Eating and digestion
The pancreas makes enzymes which help people to digest their food. Many people with pancreatic cancer have bowel problems because insufficient digestive juice reaches the duodenum due to a blocked pancreatic duct or as a result of surgery. Thus people with pancreatic cancer cannot digest fats normally. These people usually take medicines, such as antacids and Creon capsules, which contain a mixture of digestive enzymes extracted from the pancreas of pigs, to aid their digestion. No-one we interviewed reported any side effects of Creon.
Lesley is a vegetarian so at first she was not happy about taking Creon. She asked the Vegetarian Society and was reassured that she had no choice about taking Creon and was still a vegetarian. If she stopped taking it she lost weight rapidly.
Bob had not been prescribed Creon but learnt about it on the internet when he was concerned about feeling nauseous on eating. He asked his specialist for it. Steve said that if he ate a fatty meal without Creon he felt bloated and uncomfortable. People usually worked out how much Creon they should take according to what they were eating. People sometimes had diarrhoea if they didn’t calculate the optimal dose.
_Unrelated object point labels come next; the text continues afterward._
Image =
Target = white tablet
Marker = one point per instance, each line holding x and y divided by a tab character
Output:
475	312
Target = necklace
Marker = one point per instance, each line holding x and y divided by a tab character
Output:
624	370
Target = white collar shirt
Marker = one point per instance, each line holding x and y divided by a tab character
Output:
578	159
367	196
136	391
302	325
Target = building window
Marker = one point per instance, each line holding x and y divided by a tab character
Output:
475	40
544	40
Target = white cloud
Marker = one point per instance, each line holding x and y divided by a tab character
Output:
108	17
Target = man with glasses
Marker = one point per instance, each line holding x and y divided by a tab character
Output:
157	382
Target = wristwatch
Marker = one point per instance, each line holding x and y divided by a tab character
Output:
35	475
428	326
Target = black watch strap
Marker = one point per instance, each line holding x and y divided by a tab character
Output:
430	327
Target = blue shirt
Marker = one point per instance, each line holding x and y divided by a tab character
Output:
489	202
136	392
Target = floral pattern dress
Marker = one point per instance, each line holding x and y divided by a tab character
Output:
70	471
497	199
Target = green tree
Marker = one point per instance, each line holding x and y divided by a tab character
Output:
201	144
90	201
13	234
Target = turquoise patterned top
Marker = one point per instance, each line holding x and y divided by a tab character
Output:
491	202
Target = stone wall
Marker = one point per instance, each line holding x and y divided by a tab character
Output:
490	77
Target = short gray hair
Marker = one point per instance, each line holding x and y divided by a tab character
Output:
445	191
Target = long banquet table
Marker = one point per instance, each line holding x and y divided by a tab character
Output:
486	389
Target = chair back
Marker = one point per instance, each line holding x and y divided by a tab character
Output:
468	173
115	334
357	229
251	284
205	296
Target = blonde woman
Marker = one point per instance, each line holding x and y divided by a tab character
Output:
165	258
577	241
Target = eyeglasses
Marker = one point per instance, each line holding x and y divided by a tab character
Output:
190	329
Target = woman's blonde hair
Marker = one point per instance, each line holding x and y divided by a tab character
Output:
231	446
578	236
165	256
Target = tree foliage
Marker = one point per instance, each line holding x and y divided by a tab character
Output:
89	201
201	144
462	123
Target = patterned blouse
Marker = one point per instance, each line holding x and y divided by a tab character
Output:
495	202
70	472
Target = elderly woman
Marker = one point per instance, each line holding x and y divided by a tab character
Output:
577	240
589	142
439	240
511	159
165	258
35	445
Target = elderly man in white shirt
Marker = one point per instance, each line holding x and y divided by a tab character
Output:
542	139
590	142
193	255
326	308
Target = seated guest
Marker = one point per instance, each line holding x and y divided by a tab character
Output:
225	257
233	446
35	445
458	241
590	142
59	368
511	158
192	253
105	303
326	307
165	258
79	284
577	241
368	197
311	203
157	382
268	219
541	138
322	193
Some had had to increase the dose of Creon over time to counter their symptoms.
Most people said that taking Creon helped their digestion, but it had not worked for Simon’s wife, not even when she followed advice to open the capsules and sprinkle the contents on her food.
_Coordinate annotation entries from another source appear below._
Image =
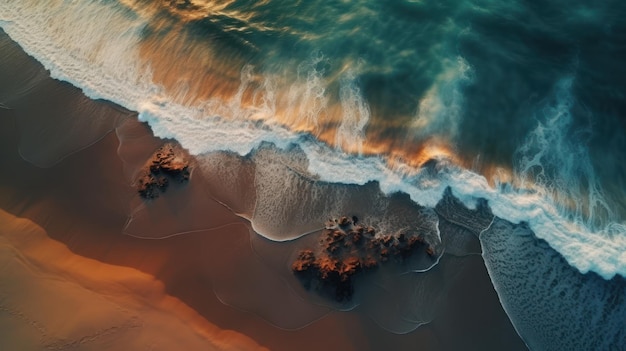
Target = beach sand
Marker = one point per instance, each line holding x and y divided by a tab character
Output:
65	236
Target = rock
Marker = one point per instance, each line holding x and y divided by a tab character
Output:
169	163
346	250
344	221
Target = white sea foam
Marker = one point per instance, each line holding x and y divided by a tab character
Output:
94	46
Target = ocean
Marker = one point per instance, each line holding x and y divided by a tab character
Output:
312	110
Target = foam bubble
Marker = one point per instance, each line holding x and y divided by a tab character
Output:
101	57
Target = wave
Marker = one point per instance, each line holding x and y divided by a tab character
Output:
97	47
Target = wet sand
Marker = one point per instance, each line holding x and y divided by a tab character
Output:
83	202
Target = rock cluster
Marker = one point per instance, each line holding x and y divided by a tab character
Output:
169	163
348	248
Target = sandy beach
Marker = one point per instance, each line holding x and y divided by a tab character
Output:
79	272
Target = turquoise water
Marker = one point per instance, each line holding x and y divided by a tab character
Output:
518	103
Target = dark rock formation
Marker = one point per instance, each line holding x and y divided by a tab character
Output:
347	249
170	163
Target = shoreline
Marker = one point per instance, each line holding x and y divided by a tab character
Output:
94	231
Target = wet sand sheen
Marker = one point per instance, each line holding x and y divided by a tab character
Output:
83	203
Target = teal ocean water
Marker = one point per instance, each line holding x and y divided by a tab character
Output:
518	103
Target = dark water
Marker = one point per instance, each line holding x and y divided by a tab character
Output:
517	103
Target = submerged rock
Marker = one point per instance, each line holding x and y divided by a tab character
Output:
169	163
346	250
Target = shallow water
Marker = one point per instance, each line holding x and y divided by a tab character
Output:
334	108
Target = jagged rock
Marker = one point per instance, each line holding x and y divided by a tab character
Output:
169	163
346	249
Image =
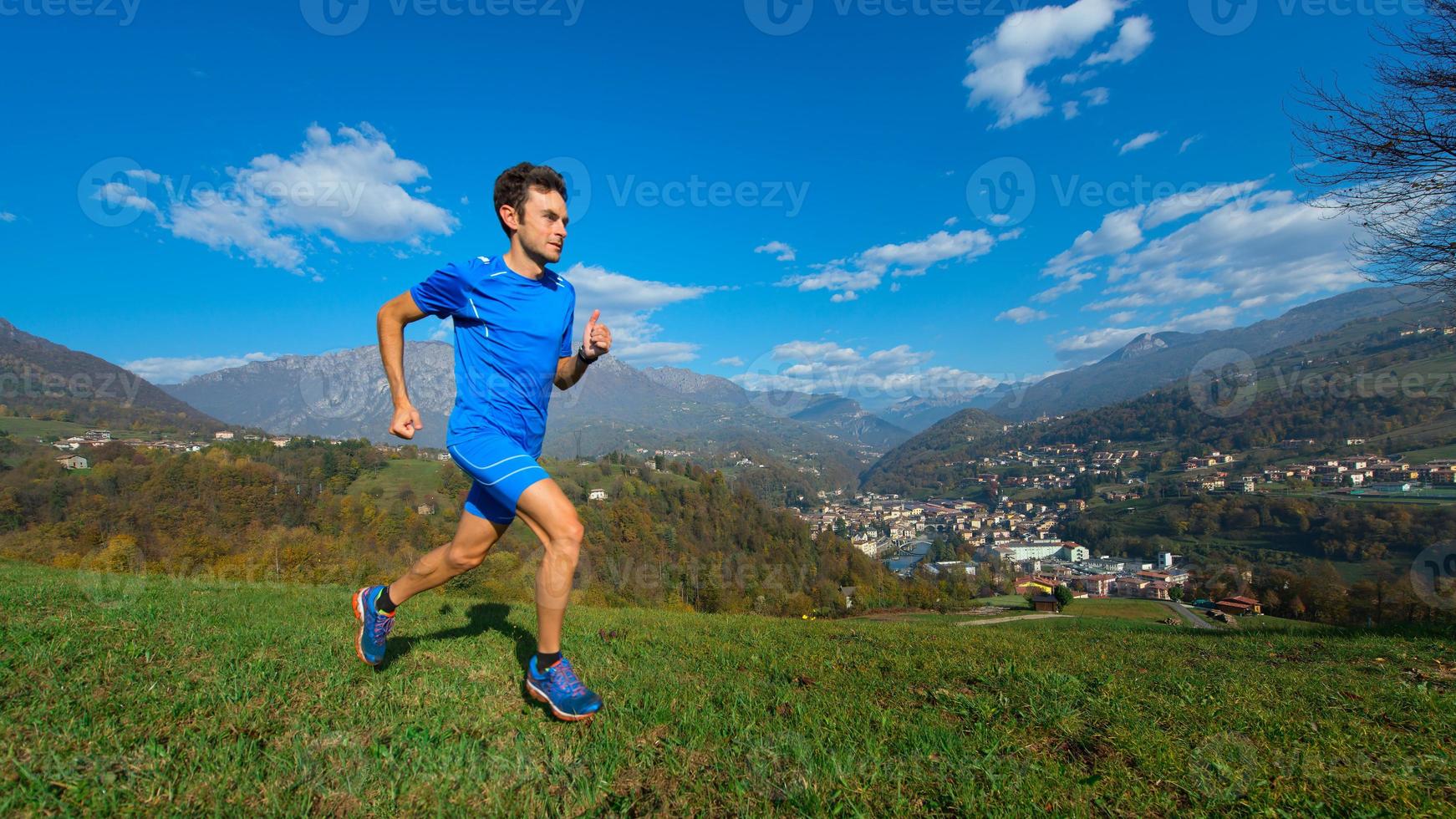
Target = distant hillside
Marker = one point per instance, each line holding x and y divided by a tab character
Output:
925	463
848	420
616	406
1153	359
44	379
919	414
1371	379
Some people said that taking Creon enabled them to eat anything they wanted to, even in large quantities, whereas others still could not tolerate some foods. Ann said it was difficult learning what she could and couldn’t eat and that she no longer enjoyed cooking as it gave her nausea. A few people mentioned that they found it difficult to digest meat and so chose fish and eggs instead. Phil managed small meals without any Creon. He could still eat all the foods he used to eat but in smaller quantities.
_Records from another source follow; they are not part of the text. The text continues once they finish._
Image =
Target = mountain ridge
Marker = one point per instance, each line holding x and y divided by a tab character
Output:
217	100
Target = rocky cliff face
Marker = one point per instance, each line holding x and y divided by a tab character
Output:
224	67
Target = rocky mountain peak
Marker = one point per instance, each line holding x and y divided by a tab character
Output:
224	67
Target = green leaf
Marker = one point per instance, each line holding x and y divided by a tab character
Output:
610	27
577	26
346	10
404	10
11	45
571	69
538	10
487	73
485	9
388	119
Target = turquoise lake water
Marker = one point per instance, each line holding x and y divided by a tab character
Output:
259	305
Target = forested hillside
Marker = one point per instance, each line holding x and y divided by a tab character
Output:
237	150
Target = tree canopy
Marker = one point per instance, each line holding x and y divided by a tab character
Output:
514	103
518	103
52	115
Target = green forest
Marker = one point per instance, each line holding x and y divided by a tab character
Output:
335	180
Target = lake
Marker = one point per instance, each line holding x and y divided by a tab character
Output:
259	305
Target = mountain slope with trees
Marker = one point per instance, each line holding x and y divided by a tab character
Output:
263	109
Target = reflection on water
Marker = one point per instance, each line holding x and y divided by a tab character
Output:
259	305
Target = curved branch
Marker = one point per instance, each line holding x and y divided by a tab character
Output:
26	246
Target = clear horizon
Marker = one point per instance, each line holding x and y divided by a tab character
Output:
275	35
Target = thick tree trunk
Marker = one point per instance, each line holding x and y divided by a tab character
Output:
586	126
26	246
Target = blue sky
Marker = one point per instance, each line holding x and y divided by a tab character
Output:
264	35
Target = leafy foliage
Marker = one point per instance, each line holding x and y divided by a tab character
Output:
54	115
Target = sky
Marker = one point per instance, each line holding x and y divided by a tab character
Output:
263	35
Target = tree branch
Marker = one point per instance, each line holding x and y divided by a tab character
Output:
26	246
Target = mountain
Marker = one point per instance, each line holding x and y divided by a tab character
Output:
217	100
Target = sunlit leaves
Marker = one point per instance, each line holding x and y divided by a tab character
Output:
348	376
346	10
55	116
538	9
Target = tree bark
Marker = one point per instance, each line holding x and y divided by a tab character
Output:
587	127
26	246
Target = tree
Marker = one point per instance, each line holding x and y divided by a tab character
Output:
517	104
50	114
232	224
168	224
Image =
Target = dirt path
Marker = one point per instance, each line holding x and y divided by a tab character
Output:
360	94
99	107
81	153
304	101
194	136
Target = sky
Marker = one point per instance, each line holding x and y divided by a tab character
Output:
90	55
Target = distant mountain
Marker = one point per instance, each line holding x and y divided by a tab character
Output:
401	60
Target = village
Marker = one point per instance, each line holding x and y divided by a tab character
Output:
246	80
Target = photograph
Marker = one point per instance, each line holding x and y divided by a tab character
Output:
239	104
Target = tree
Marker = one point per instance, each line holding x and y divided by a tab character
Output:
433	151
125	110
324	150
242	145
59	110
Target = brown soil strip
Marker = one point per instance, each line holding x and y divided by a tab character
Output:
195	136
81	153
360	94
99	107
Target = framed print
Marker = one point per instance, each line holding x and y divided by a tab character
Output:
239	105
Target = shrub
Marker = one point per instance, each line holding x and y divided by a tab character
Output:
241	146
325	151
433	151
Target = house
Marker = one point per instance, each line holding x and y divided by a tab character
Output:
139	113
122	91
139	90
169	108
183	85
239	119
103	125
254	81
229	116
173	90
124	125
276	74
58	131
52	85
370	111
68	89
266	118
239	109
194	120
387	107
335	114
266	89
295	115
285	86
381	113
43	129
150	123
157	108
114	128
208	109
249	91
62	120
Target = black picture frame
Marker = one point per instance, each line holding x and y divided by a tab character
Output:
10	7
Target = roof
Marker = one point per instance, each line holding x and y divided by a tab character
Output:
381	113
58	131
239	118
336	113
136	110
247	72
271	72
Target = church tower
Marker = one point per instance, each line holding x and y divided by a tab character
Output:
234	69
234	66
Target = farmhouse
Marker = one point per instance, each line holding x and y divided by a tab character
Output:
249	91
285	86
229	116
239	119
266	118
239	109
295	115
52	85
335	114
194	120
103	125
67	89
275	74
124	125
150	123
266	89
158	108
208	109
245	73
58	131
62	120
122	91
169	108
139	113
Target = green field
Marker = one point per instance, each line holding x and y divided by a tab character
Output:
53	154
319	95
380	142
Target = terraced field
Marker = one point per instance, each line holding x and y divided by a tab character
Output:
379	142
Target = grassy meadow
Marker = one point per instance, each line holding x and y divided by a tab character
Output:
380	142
Some people, such as Adrian, found it hard to eat enough to maintain body weight. Their doctors suggested eating small portions at frequent intervals. Their dietitians often recommended special drinks to boost their protein and calorie intake, but Lilian said she disliked them because they were so sweet; Hamish said they had given him diarrhoea. Adrian said that, like food, they made him feel too full. Lilian also said it was difficult to gain weight because she didn’t like some of the high calorie foods that she was recommended to eat, such as milk puddings, pastry and cakes. Fred had to eat his last meal before 7 pm to prevent indigestion and discomfort during the night. Hamish found it hard to eat enough because of bloating; he said his taste buds were not working and his food tasted like cardboard. Some people, such as May, still had bowel problems and lost weight in spite of taking Creon. May also took omeprazole to reduce gastric acid, and metoclopramide, which her doctor prescribed for nausea or vomiting.
Some people took many medicines. Peter (Interview 43), for example, took Creon and domperidone, which helps to move food faster through the gut, and helps to prevent nausea, bloatedness and regurgitation. He also took cyclizine, an antihistamine used to treat sickness or dizziness. At times he also took loperamide (Imodium), which is used to treat diarrhoea. This drug slows the forward movement of intestinal contents by the intestinal muscles. He also took thiamine (vitamin B1), and painkillers. Fred took about 13 tablets each day, including Creon, and iron tablets.